寒风吹过枯荷残梗与岸边芦苇,发出时而尖细时而低哑的簌簌响声。
秦奕游身体大部分的重量都依靠在栏杆上,“你这一个...”,她刚想开口,便被一阵爽朗的笑声打断。
“秦二娘子,原来你在这儿!”身穿锦袍的曹四郎君正快步走了过来。
曹宝臣手中捏着支红梅,先是满面笑容,而后又垂眸摸摸自己后脑勺:“方才赋诗,我得了头彩...
这枝梅花便赠秦二娘子,唯有你的颜色堪配于它!”???你个武将赋诗还能得头彩?
这岂不是衬得她更相形见绌了?
再低头看看她自己身上紫貂裘衣里面的浅绿色褙子...
不是?你确定这搭在一起能相配吗?
正当她唇角维持着尴尬又不失礼貌的微笑,想要推拒之时,却听赵明崇冷冷道:“宫中女官私受外男增花,怕是不妥。”
曹宝臣这才将目光分给了赵明崇一点,扫了眼他身上的皇城司官服,笑着说:“这位...亲从官说笑了,不过是风雅之事,何来不妥?
秦二娘子,你说是不是?”
啊?问她吗?
秦奕游夹在两人中间,莫名觉得气氛有点诡异。
顾宪平日虽常对她冷言冷语,可从未有过这种...
怎么说呢,三九天的冰窟窿,让人冷透了的感觉。
再看那曹郎君,和煦的笑容好似也从未达眼底...
这两人是在这较什么劲呢?
还未等她答话,身旁的赵明崇已上前半步,似是不经意地当在她和曹宝臣中间,“曹公子,襄王妃正寻人续诗,你既得了头彩,不妨前去助兴。”
他这话说的客气,语气却是一种不容拒绝的命令。
曹宝臣脸色变了变,只盯着赵明崇双眼,又看了看被挡住的秦奕游未发一言,勉强笑了笑便揖手告辞了。
待曹宝臣走远,秦奕游往前走了两步转过身来看向赵明崇:“你这是做什么?曹四郎不过是赠枝梅花,你何必如此?”
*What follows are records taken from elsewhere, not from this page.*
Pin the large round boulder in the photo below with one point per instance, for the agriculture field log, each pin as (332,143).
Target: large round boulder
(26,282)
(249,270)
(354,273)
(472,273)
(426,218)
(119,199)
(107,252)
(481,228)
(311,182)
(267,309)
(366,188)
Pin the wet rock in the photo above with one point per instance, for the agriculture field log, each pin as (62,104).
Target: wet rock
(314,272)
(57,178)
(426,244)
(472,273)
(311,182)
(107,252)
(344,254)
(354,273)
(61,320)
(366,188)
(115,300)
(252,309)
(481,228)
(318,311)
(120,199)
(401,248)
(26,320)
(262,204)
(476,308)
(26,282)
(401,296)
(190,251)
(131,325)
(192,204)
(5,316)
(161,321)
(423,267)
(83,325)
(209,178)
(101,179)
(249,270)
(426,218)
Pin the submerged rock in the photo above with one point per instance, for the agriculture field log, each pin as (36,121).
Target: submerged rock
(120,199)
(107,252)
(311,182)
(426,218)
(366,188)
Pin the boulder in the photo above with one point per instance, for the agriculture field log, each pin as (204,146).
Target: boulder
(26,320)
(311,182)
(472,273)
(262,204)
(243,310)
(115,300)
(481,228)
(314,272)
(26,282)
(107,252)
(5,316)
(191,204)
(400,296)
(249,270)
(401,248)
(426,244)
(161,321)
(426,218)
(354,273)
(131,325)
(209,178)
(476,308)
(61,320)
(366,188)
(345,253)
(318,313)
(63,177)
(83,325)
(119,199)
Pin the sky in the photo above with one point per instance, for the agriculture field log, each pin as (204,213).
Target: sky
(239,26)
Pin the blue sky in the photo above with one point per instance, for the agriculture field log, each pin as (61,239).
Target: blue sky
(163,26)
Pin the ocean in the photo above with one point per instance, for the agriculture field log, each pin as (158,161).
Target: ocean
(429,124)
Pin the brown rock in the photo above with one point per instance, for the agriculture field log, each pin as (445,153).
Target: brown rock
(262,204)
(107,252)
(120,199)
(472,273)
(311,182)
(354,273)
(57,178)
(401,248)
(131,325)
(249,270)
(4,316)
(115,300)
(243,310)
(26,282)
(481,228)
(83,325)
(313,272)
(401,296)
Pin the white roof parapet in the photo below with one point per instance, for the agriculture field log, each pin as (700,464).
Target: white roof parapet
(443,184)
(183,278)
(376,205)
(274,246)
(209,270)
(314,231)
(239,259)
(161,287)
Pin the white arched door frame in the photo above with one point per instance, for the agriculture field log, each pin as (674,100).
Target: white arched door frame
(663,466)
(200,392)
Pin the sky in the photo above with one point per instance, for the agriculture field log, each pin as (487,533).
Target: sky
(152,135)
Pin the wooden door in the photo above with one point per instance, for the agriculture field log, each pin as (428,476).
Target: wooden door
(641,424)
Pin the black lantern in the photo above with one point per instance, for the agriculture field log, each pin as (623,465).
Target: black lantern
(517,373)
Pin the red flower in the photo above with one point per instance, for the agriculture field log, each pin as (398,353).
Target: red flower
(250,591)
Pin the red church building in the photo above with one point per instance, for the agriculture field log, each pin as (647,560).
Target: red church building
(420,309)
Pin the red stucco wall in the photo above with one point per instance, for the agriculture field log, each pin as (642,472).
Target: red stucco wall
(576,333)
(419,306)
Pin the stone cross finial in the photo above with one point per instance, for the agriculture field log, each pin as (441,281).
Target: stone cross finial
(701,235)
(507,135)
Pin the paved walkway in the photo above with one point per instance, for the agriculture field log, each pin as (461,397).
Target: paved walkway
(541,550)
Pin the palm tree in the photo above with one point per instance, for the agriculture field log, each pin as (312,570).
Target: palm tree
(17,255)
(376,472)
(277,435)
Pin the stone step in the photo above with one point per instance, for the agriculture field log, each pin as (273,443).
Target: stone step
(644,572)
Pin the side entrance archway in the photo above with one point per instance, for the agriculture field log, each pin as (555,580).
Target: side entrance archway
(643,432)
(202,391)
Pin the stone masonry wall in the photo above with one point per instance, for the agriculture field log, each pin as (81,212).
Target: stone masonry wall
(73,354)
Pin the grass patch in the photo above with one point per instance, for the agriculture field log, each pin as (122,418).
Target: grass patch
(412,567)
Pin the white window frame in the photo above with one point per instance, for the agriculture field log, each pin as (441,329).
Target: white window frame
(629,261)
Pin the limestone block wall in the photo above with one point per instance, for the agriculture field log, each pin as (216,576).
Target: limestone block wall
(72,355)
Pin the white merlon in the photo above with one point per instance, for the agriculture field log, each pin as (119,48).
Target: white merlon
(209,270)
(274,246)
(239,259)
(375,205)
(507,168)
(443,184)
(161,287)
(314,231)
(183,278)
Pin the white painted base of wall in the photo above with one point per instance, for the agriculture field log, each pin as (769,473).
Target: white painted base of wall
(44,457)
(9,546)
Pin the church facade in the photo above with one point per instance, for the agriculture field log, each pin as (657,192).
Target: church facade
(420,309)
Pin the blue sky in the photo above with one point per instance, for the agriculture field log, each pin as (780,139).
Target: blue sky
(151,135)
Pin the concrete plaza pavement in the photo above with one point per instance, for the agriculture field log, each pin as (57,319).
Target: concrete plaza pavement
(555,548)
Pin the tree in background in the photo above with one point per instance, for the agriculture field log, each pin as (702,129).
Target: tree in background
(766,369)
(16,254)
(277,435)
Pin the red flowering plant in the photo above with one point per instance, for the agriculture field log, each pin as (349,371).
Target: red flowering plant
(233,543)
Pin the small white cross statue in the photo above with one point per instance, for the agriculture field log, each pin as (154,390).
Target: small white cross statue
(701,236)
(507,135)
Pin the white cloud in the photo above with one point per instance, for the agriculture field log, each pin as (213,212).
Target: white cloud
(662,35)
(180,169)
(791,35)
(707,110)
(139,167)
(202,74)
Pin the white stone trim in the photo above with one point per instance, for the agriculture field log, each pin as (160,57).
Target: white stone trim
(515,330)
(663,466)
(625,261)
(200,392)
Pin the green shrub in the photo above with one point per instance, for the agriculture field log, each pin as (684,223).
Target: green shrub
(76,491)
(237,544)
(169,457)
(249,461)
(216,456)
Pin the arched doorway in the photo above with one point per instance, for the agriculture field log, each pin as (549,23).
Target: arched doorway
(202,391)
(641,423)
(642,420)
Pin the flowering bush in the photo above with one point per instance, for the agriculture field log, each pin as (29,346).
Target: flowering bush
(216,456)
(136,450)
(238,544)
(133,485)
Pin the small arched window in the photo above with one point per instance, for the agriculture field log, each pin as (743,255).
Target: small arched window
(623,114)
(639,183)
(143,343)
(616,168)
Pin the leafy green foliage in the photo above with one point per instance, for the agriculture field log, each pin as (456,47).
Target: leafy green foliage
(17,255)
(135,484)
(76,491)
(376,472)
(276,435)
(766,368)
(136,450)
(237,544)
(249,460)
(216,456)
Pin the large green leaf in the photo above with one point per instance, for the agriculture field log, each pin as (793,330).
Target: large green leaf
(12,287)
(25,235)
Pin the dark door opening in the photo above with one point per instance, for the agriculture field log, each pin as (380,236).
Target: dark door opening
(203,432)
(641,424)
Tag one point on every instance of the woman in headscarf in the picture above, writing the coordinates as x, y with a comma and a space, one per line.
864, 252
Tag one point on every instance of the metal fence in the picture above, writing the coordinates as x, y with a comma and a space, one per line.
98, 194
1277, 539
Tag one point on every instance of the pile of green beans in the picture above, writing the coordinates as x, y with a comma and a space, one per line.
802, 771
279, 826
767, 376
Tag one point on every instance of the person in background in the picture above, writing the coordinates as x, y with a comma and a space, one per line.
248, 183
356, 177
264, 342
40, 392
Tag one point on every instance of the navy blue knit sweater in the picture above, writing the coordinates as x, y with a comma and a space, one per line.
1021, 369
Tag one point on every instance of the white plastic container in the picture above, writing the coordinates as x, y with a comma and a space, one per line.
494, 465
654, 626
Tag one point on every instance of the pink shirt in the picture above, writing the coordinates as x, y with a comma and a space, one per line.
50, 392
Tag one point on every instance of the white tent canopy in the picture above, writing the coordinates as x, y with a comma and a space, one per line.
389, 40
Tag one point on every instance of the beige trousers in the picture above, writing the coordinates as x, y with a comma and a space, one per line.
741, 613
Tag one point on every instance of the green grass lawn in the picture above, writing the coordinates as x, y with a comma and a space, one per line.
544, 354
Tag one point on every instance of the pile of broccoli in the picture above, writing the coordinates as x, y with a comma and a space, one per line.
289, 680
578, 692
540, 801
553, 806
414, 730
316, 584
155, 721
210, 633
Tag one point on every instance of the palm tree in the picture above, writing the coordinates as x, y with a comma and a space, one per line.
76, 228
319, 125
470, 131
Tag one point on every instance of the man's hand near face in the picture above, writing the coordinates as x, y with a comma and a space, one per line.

赵明崇侧过脸,目光锐利凝视着她:“秦掌薄若是喜欢,大可收下。
只是提醒一句...
边将和枢密使私相授受,若是传到官家耳中,秦大将军面上须不好看。”???
“你!”秦奕游气结,这人简直是不可理喻!
她不过是和曹宝臣说了几句话,怎就扯到边将和枢密使私相授受上了?
这人今天是吃枪药了吗?劈头盖脸来这给她一通上价值?
赵明崇看着对面秦奕游气鼓鼓的样子,心中烦躁更盛。
这一个半月,他在河东路日夜巡视边防不得脱身,可却总是忍不住去想她一个人在宫中可好?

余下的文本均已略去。